Arts & Culture

Second City Chamber Series plays classical ‘Woman in Gold’ music

Long-time Tacoma resident Peter Altmann, host for the Second City Chamber Series fundraiser, talks in 2012 at Pacific Lutheran University about his family’s history in Austria and their recovery of the world-famous painting, “Portrait of Adele Bloch-Bauer I” by Gustav Klimt.
Long-time Tacoma resident Peter Altmann, host for the Second City Chamber Series fundraiser, talks in 2012 at Pacific Lutheran University about his family’s history in Austria and their recovery of the world-famous painting, “Portrait of Adele Bloch-Bauer I” by Gustav Klimt. Staff file, 2012

You know the painting. You saw the movie (maybe). Now you can hear the classical music that was in vogue in Vienna when Gustav Klimt painted “Portrait of Adele Bloch-Bauer I.” You also can hear about the connections between Klimt, his model Adele, her niece Maria who fought Austria for the painting and the composers the family befriended, all directly from Peter Altmann, Maria’s son and a Tacoma man. Altmann’s stories will be surrounded with music by Schoenberg, Korngold and more Sunday at “Music for a Golden Lady,” the annual house concert and fundraiser for Second City Chamber Series.
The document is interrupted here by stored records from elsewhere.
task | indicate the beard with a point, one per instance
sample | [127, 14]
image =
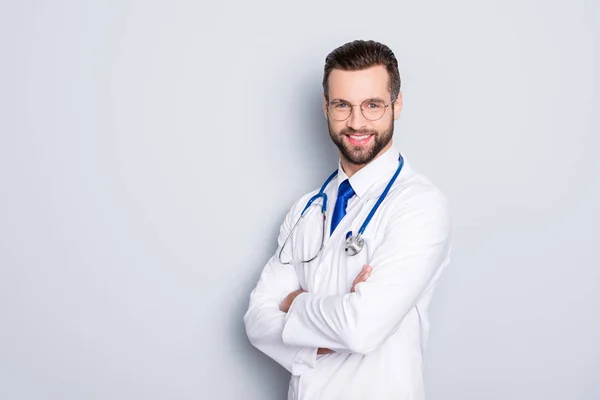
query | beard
[361, 155]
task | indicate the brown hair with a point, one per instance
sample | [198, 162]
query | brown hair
[361, 54]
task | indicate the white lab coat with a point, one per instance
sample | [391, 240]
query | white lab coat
[379, 332]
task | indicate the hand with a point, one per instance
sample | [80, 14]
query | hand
[362, 276]
[287, 302]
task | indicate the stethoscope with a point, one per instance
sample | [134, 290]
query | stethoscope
[353, 244]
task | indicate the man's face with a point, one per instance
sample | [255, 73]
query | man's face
[359, 139]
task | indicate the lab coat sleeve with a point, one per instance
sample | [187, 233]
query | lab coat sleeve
[407, 262]
[264, 321]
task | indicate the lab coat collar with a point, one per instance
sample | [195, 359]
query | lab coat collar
[380, 168]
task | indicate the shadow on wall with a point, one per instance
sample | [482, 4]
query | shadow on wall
[310, 138]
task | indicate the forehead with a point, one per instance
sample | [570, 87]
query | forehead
[356, 86]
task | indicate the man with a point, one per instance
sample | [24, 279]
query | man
[355, 326]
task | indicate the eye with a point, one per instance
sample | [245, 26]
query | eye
[373, 105]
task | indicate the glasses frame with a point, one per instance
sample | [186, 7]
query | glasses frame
[329, 104]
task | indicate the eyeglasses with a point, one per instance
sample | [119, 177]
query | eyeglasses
[371, 109]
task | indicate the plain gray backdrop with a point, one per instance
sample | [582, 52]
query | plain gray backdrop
[149, 151]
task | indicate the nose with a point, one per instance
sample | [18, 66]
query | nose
[356, 120]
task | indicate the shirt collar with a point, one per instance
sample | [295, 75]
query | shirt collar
[371, 173]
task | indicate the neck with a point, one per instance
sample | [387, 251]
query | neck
[350, 168]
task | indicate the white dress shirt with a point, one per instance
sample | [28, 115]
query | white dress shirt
[379, 332]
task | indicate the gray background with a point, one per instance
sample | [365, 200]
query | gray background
[149, 151]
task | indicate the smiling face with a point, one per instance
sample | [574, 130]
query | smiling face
[360, 139]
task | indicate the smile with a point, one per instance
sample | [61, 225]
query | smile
[358, 139]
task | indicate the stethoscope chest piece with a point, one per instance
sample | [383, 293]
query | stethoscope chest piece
[354, 244]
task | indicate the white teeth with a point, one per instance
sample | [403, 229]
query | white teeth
[361, 137]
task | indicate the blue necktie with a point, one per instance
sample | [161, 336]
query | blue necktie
[345, 192]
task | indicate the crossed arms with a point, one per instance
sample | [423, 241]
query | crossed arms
[290, 325]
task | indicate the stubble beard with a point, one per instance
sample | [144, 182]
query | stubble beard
[359, 155]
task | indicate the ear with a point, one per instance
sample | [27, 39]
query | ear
[398, 106]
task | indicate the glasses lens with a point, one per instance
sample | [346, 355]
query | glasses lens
[373, 109]
[340, 110]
“I see the music as an overlay on the painting,” says Altmann. Her mother Maria — and her eight-year battle to regain the world-famous Nazi-stolen painting — was the subject of the 2015 film “Woman in Gold,” starring Helen Mirren. “All of the composers on the program grew up in Klimt’s era in Vienna, and my mother was good friends with two of them.”

The program for the concert, to be held in a Tacoma home, includes music for soprano and piano by Arnold Schoenberg, Eric Zeisl, Alma Mahler and Erich Korngold. All were born in Vienna around the turn of the 20th century. Zeisl, Korngold and Schoenberg — all Jewish — fled Nazi Germany for America, as did Maria Altmann and her husband. The painting “Woman in Gold” was seized by the Nazis.

“My mother’s debutante ball included Alma Mahler,” said Altmann. “Erich Zeisl and his wife Trudy were my parents’ best friends in Austria and California. I think they found Erich quick-witted, humorous, extremely gifted, honorable, and a good husband and father.”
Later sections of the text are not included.